When deciding on which Chromebook Pixel model to buy, I opted for the higher priced version with integrated LTE. I got double the flash storage over the Wi-Fi only model as well, but I would have paid the $150 premium just for the LTE feature. Generally, I have an abundant supply of Wi-Fi so the LTE radio — and free 100 MB of monthly data — is mainly for backup connectivity and for travel.
Basically, if you’re not in an LTE coverage area — on Verizon’s network, specifically — you’d better find a hotspot, use your phone’s internet connection or be prepared to work offline. Even though the last option is improving with improved support for Packaged Apps that work offline, it’s a shame the Pixel is so dependent on one carrier’s singular network option. Or is it?
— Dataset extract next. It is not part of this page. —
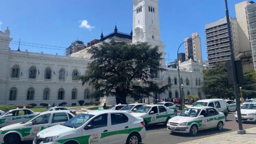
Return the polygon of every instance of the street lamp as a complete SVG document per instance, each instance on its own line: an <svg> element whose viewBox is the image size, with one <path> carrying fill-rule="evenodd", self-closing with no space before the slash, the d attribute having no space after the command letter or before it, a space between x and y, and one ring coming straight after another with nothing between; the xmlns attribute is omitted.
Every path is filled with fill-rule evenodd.
<svg viewBox="0 0 256 144"><path fill-rule="evenodd" d="M241 93L241 102L243 102L243 94L242 94L242 87L240 87L240 92Z"/></svg>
Fellow Chromebook Pixel owner John Freml, from the Pocketables enthusiast site, noted a Google+ post from Ian Ray with interesting information. It turns out the mobile broadband radio used in the Pixel isn’t using its full capabilities; likely by design for now. Freml notes that the wireless card is a Novetel Expdite E362, which works with other broadband networks in some cases:
Powered by Qualcomm® MDM9600 chipset, the Expedite E362 offers high performance to the user on LTE 700 MHz with global fallback to CDMA and HSPA+/UMTS … the small Expedite E362 module leverages the LTE, CDMA, and HSPA+/UMTS networks. Switching between networks enables your customers to work, play, and stay connected anytime, anywhere worldwide.
The Qualcomm baseband chip Freml points out is similar to one used in the iPad with LTE, and that certainly supports fall-back to other 3G networks, so there’s hope.
Of course, without seeing the internals of a Pixel, it’s difficult to confirm. And the right antenna and amplifier support would be needed. But if all of the puzzle pieces are there, it’s possible that a software update could enable fall-back features or even add support for your choice of carrier on a Chromebook Pixel with LTE.